## Building a text summarization app Gradio

In [3]:
!pip install transformers gradio

Collecting transformers
  Downloading transformers-4.44.2-py3-none-any.whl.metadata (43 kB)
Collecting gradio
  Downloading gradio-4.43.0-py3-none-any.whl.metadata (15 kB)
Collecting huggingface-hub<1.0,>=0.23.2 (from transformers)
  Downloading huggingface_hub-0.24.6-py3-none-any.whl.metadata (13 kB)
Collecting regex!=2019.12.17 (from transformers)
  Downloading regex-2024.7.24-cp310-cp310-manylinux_2_17_x86_64.manylinux2014_x86_64.whl.metadata (40 kB)
Collecting safetensors>=0.4.1 (from transformers)
  Downloading safetensors-0.4.5-cp310-cp310-manylinux_2_17_x86_64.manylinux2014_x86_64.whl.metadata (3.8 kB)
Collecting tokenizers<0.20,>=0.19 (from transformers)
  Downloading tokenizers-0.19.1-cp310-cp310-manylinux_2_17_x86_64.manylinux2014_x86_64.whl.metadata (6.7 kB)
Collecting aiofiles<24.0,>=22.0 (from gradio)
  Downloading aiofiles-23.2.1-py3-none-any.whl.metadata (9.7 kB)
Collecting fastapi<0.113.0 (from gradio)
  Downloading fastapi-0.112.4-py3-none-any.whl.metadata (27 kB)
Coll

In [11]:
from transformers import pipeline
import gradio as gr
import os


In [17]:
# Initialize the summarization pipeline
get_completion = pipeline("summarization", model="facebook/bart-large-cnn")

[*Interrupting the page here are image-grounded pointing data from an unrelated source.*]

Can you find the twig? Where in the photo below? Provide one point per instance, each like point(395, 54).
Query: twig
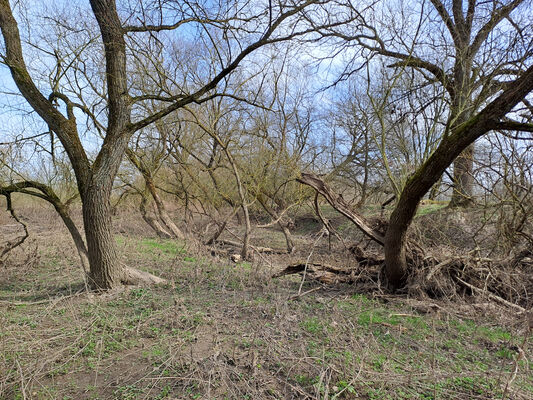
point(307, 262)
point(493, 296)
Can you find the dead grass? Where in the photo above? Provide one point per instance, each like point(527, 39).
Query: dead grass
point(220, 330)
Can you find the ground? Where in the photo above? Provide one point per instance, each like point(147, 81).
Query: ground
point(220, 330)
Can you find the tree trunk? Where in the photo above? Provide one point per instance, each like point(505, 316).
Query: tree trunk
point(463, 179)
point(152, 222)
point(105, 271)
point(162, 211)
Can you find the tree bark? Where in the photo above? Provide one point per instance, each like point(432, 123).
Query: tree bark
point(428, 174)
point(463, 184)
point(105, 271)
point(152, 222)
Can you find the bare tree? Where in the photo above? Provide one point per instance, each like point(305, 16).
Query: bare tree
point(479, 54)
point(233, 37)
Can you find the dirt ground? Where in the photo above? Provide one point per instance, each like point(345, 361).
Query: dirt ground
point(225, 330)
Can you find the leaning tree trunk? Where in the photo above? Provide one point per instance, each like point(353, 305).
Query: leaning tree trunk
point(429, 173)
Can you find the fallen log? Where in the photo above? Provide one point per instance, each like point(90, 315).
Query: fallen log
point(339, 204)
point(323, 273)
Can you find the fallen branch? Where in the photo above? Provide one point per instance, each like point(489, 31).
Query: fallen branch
point(491, 296)
point(324, 273)
point(11, 245)
point(259, 249)
point(339, 204)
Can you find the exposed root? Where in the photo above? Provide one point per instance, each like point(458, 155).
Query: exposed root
point(508, 282)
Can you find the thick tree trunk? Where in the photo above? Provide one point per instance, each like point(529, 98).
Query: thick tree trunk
point(105, 271)
point(463, 185)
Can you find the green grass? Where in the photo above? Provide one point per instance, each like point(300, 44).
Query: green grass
point(220, 330)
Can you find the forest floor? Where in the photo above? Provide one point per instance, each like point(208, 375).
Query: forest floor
point(224, 330)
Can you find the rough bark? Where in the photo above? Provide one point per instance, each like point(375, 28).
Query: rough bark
point(283, 225)
point(151, 221)
point(337, 202)
point(429, 173)
point(463, 180)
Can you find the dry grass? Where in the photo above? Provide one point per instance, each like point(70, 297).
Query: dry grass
point(228, 331)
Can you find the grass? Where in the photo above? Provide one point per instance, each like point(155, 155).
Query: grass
point(225, 331)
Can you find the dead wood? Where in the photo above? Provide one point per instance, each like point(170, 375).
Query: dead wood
point(339, 204)
point(323, 273)
point(259, 249)
point(134, 276)
point(17, 242)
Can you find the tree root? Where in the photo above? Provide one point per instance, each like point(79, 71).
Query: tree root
point(508, 282)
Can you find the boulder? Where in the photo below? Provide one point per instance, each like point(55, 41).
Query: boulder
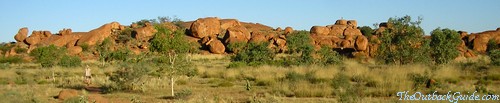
point(288, 30)
point(341, 22)
point(67, 93)
point(37, 36)
point(258, 37)
point(216, 47)
point(361, 43)
point(337, 30)
point(278, 29)
point(352, 23)
point(74, 50)
point(145, 33)
point(226, 23)
point(320, 30)
point(204, 27)
point(65, 32)
point(21, 34)
point(352, 31)
point(97, 35)
point(236, 34)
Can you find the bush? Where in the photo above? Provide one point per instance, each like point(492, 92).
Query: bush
point(404, 43)
point(444, 45)
point(236, 47)
point(298, 42)
point(366, 30)
point(328, 56)
point(127, 77)
point(70, 61)
point(11, 59)
point(495, 57)
point(164, 41)
point(47, 56)
point(255, 54)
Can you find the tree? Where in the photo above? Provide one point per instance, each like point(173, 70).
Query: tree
point(47, 56)
point(404, 42)
point(366, 30)
point(175, 47)
point(444, 44)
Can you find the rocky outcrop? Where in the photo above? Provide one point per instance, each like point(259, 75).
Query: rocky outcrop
point(204, 27)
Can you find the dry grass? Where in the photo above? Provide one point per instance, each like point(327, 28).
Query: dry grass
point(268, 83)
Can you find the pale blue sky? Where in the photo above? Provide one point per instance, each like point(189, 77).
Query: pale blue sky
point(84, 15)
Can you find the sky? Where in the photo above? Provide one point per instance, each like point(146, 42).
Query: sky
point(84, 15)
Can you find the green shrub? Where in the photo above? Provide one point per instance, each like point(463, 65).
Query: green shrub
point(495, 57)
point(236, 47)
point(70, 61)
point(328, 56)
point(444, 45)
point(11, 59)
point(366, 31)
point(127, 77)
point(183, 94)
point(164, 42)
point(404, 43)
point(48, 55)
point(294, 76)
point(255, 54)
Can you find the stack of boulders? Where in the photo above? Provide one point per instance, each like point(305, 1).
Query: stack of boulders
point(344, 34)
point(65, 38)
point(215, 34)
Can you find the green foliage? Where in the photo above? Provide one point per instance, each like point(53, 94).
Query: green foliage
point(492, 45)
point(403, 43)
point(5, 47)
point(328, 56)
point(495, 57)
point(164, 41)
point(20, 50)
point(125, 35)
point(119, 55)
point(298, 42)
point(11, 59)
point(183, 94)
point(70, 61)
point(47, 56)
point(236, 47)
point(444, 45)
point(366, 31)
point(128, 76)
point(255, 54)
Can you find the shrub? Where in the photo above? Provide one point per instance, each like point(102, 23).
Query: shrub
point(366, 31)
point(127, 77)
point(495, 57)
point(298, 42)
point(183, 94)
point(47, 56)
point(444, 45)
point(328, 56)
point(236, 47)
point(164, 41)
point(70, 61)
point(255, 54)
point(404, 43)
point(11, 59)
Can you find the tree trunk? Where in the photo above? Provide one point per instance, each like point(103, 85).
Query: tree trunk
point(172, 86)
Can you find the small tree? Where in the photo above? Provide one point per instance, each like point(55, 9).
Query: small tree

# Function to split text into smaller chunks
def split_text_into_chunks(text, max_tokens=500):
    words = text.split()
    # Split the text into chunks
    chunks = [' '.join(words[i:i + max_tokens]) for i in range(0, len(words), max_tokens)]
    return chunks

# Generator function for streaming summarization with accumulation
def summarize(input):
    # Split input text into smaller chunks
    chunks = split_text_into_chunks(input, max_tokens=500)
    accumulated_summary = ""  # Initialize an empty string to accumulate the summaries
    # Process each chunk and yield accumulated summaries one by one
    for chunk in chunks:
        summary = get_completion(chunk)[0]['summary_text']
        accumulated_summary += summary + " "  # Accumulate each new summary with a space
        yield accumulated_summary  # Yield the accumulated summary



In [18]:
# Close any previous Gradio instances
gr.close_all()

# Create the Gradio interface with a submit button and streaming enabled
demo = gr.Interface(
    fn=summarize,
    inputs=gr.Textbox(
        lines=10,
        placeholder="Enter the text you want to summarize...",
        label="Input Text"
    ),
    outputs=gr.Textbox(
        lines=5,
        label="Summarized Text"
    ),
    title="Text Summarization with Facebook/bart-large-cnn",
    description="This app uses a state-of-the-art transformer model to summarize long texts into concise summaries. Enter your text in the input box, and click 'Submit' to get the summary.",
    examples=[
        "Artificial intelligence is a field of study that gives computers the ability to learn and perform tasks that require human intelligence, such as decision-making, visual perception, and speech recognition.",
        "Climate change is a long-term shift in weather patterns and average temperatures, mainly due to human activities such as burning fossil fuels and deforestation."
    ],
    theme="dark",  # Choose your preferred theme
    live=True  # Enable live mode for real-time streaming of output
)

# Launch the app
demo.launch(share=True, server_port=int(os.environ.get('PORT1', 7860)))

Closing server running on port: 7860
Closing server running on port: 7860
Closing server running on port: 7860
Closing server running on port: 7860
Closing server running on port: 7860
Closing server running on port: 7860



Sorry, we can't find the page you are looking for.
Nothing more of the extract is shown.